By David Slaughter, JD, Senior Legal Editor
The month of July saw two hospitals reach multimillion-dollar Health Insurance Portability and Accountability Act (HIPAA) privacy and security settlements with the U.S. Department of Health and Human Services (HHS). Each case began with that most mundane of data breaches, the stolen laptop, but once HHS investigators started looking around, they found broader issues with the organization’s approach to data protection.
In both cases, HHS alleged, leadership failings led known security risks to go unaddressed. While these settlements involved health care providers, each highlights HIPAA compliance pitfalls, such as laptop security and cloud storage, that could just as easily befall a plan sponsor or its service providers.

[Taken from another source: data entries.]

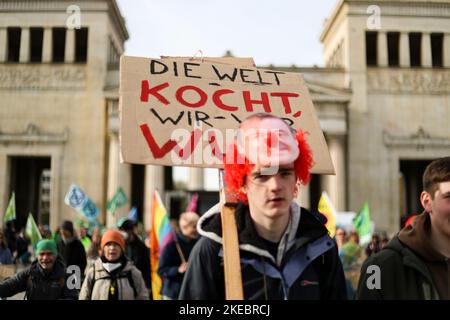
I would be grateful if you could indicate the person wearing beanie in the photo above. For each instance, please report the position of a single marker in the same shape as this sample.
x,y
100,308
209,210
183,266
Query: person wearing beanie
x,y
285,250
136,250
175,255
112,276
45,279
70,247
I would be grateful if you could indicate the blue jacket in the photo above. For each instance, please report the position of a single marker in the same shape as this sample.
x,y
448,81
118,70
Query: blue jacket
x,y
306,265
169,262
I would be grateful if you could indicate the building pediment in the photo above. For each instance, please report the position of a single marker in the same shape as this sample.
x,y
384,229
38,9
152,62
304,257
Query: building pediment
x,y
325,93
420,140
33,134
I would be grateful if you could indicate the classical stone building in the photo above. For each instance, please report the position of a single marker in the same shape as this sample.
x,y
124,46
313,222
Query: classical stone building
x,y
395,59
382,100
58,92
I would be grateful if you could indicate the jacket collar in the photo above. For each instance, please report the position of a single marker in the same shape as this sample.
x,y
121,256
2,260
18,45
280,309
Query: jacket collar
x,y
302,228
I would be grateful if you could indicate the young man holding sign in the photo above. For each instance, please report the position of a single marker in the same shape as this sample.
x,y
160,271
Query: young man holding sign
x,y
285,251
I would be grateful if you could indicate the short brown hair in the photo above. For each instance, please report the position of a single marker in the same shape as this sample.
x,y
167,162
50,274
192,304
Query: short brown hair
x,y
436,172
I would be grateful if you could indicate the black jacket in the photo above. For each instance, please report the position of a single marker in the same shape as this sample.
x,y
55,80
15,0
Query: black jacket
x,y
307,265
38,285
137,252
73,253
169,261
403,272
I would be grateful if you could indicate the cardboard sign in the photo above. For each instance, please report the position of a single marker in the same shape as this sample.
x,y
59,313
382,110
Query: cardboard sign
x,y
185,112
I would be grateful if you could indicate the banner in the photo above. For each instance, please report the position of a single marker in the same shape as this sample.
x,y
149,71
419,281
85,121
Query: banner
x,y
327,209
78,200
10,213
363,224
119,199
185,112
161,234
32,231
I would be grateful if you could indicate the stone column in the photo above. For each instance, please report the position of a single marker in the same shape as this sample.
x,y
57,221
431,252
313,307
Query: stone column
x,y
25,45
446,50
112,175
195,179
119,175
69,53
382,52
404,50
3,44
47,45
334,185
154,180
426,50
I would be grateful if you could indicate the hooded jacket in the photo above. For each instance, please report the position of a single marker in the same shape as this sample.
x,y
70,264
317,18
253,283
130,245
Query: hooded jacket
x,y
306,265
98,281
409,267
40,285
169,261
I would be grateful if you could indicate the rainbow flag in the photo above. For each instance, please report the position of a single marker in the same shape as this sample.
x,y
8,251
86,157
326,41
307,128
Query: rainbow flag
x,y
161,233
326,208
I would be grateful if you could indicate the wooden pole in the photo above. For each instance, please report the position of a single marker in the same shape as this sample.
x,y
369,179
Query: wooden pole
x,y
230,245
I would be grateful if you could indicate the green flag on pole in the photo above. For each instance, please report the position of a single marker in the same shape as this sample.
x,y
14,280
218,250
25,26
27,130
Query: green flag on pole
x,y
119,199
363,224
10,213
32,231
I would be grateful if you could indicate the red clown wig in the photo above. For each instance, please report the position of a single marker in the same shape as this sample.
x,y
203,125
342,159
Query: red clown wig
x,y
236,172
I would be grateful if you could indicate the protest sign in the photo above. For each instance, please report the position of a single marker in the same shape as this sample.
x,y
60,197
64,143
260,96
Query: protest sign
x,y
185,112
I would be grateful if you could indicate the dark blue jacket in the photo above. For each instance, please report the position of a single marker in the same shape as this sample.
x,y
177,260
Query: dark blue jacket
x,y
307,265
169,262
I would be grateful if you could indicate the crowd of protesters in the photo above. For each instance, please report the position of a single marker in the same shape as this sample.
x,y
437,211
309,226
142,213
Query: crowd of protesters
x,y
286,251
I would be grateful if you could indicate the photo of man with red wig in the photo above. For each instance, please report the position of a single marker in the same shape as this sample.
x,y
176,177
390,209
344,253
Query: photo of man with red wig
x,y
285,250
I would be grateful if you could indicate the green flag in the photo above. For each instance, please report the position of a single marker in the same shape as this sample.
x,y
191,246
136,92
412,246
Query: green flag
x,y
10,213
119,199
363,224
32,231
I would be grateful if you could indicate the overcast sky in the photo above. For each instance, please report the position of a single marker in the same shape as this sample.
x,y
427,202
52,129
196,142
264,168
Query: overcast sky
x,y
279,32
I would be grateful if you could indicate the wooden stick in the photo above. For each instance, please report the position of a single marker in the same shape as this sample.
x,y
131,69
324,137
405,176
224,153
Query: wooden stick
x,y
231,257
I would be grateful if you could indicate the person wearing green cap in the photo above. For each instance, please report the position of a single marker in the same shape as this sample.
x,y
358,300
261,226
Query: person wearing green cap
x,y
45,279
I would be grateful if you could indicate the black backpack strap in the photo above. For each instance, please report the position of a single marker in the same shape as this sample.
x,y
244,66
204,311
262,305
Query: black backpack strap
x,y
131,281
92,282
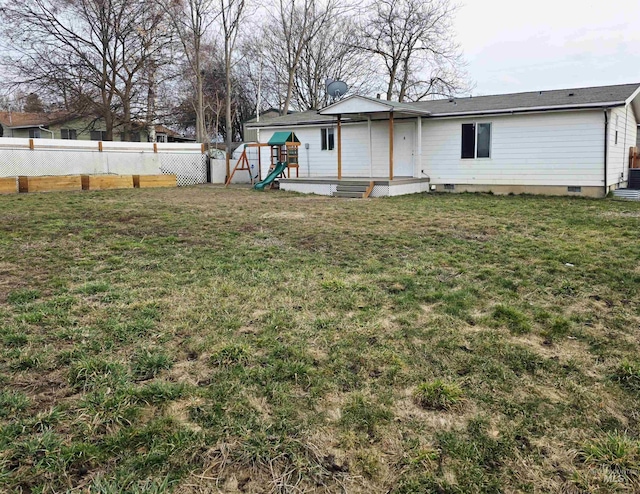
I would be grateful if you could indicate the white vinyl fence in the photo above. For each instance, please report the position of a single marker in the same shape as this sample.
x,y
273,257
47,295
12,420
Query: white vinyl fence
x,y
38,157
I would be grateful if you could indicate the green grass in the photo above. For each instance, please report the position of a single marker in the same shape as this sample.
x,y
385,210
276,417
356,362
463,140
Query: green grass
x,y
437,395
203,340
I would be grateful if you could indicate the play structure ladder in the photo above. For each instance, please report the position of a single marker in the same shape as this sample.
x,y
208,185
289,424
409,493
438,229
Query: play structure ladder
x,y
242,164
355,190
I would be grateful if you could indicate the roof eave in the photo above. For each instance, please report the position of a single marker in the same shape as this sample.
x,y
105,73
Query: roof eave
x,y
585,106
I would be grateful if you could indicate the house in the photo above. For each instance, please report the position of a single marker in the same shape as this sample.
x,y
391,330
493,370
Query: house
x,y
560,142
63,125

In Jackson, Mississippi, a university hospital agreed to pay HHS $2.75 million to resolve multiple alleged violations of HIPAA’s security and breach notification rules. HHS’ investigation of the University of Mississippi Medical Center (UMMC) was triggered by the theft of a laptop, but the violations ultimately alleged by HHS’ Office for Civil Rights (OCR) ran the gamut of HIPAA’s required administrative, physical, and technical safeguards.
OCR determined that UMMC became aware of risks to its systems as early as 2005, but did not take major steps to curb these risks until after the 2013 breach, which involved the electronic protected health information (e-PHI) of about 10,000 patients. The agency attributed this to organizational deficiencies and insufficient institutional oversight.